ZOCOR (Page 5 of 8)


2
Manson, J.M., Freyssinges, C., Ducrocq, M.B., Stephenson, W.P., Postmarketing Surveillance of Lovastatin and Simvastatin Exposure During Pregnancy, Reproductive Toxicology , 10(6):439-446, 1996.

8.3 Nursing Mothers

It is not known whether simvastatin is excreted in human milk. Because a small amount of another drug in this class is excreted in human milk and because of the potential for serious adverse reactions in nursing infants, women taking simvastatin should not nurse their infants. A decision should be made whether to discontinue nursing or discontinue drug, taking into account the importance of the drug to the mother [see Contraindications (4)].

8.4 Pediatric Use

Safety and effectiveness of simvastatin in patients 10-17 years of age with heterozygous familial hypercholesterolemia have been evaluated in a controlled clinical trial in adolescent boys and in girls who were at least 1 year post-menarche. Patients treated with simvastatin had an adverse reaction profile similar to that of patients treated with placebo. Doses greater than 40 mg have not been studied in this population.
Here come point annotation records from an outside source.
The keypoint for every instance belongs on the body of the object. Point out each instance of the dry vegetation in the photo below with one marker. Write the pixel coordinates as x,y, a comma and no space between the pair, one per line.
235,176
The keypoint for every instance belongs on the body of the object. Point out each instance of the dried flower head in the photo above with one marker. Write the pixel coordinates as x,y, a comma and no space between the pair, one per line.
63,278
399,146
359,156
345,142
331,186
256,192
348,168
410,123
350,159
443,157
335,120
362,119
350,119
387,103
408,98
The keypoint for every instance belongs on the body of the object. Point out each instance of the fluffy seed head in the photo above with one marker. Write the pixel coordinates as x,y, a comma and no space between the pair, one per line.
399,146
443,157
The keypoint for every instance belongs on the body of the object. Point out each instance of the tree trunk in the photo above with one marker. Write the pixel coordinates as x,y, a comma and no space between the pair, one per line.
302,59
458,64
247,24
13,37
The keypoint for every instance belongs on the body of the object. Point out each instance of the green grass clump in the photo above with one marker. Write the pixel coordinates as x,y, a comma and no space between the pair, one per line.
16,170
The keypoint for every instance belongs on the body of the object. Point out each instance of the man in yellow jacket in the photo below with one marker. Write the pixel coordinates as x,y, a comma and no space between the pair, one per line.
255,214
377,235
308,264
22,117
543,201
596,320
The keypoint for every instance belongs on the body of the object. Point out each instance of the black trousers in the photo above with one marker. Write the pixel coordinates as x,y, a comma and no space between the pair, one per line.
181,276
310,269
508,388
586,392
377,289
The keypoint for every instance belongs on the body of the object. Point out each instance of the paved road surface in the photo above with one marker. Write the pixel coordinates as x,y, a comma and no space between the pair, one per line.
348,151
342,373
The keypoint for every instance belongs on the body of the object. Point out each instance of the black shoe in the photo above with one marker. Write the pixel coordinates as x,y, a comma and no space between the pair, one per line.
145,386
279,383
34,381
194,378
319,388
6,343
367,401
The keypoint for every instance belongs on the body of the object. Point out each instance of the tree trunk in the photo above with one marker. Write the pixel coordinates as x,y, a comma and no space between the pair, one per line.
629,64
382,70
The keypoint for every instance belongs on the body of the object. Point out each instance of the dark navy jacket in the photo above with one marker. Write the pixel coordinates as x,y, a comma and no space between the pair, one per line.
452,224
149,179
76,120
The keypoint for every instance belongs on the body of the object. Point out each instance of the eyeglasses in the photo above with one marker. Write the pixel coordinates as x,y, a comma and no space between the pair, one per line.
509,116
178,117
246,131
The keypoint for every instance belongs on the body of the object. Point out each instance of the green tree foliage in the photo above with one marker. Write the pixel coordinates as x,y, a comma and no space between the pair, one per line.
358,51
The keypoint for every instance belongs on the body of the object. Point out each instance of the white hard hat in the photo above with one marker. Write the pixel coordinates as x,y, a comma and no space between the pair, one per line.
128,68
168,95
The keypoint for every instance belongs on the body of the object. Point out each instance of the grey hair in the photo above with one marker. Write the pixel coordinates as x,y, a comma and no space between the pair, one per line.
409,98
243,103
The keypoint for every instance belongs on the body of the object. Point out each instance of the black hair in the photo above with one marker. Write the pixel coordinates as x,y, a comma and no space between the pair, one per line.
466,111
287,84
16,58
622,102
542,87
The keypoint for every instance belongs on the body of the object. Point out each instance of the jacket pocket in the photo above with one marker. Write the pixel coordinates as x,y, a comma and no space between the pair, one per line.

In this limited controlled study, there was no significant effect on growth or sexual maturation in the adolescent boys or girls, or on menstrual cycle length in girls. [See Dosage and Administration (2.5), Adverse Reactions (6.1), Clinical Studies (14.2).] Adolescent females should be counseled on appropriate contraceptive methods while on simvastatin therapy [see Contraindications (4) and Use in Specific Populations (8.1)]. Simvastatin has not been studied in patients younger than 10 years of age, nor in pre-menarchal girls.

8.5 Geriatric Use

Of the 2,423 patients who received ZOCOR in Phase III clinical studies and the 10,269 patients in the Heart Protection Study who received ZOCOR, 363 (15%) and 5,366 (52%), respectively were ≥65 years old. In HPS, 615 (6%) were ≥75 years old. No overall differences in safety or effectiveness were observed between these subjects and younger subjects, and other reported clinical experience has not identified differences in responses between the elderly and younger patients, but greater sensitivity of some older individuals cannot be ruled out. Since advanced age (≥65 years) is a predisposing factor for myopathy, ZOCOR should be prescribed with caution in the elderly. [See Clinical Pharmacology (12.3).]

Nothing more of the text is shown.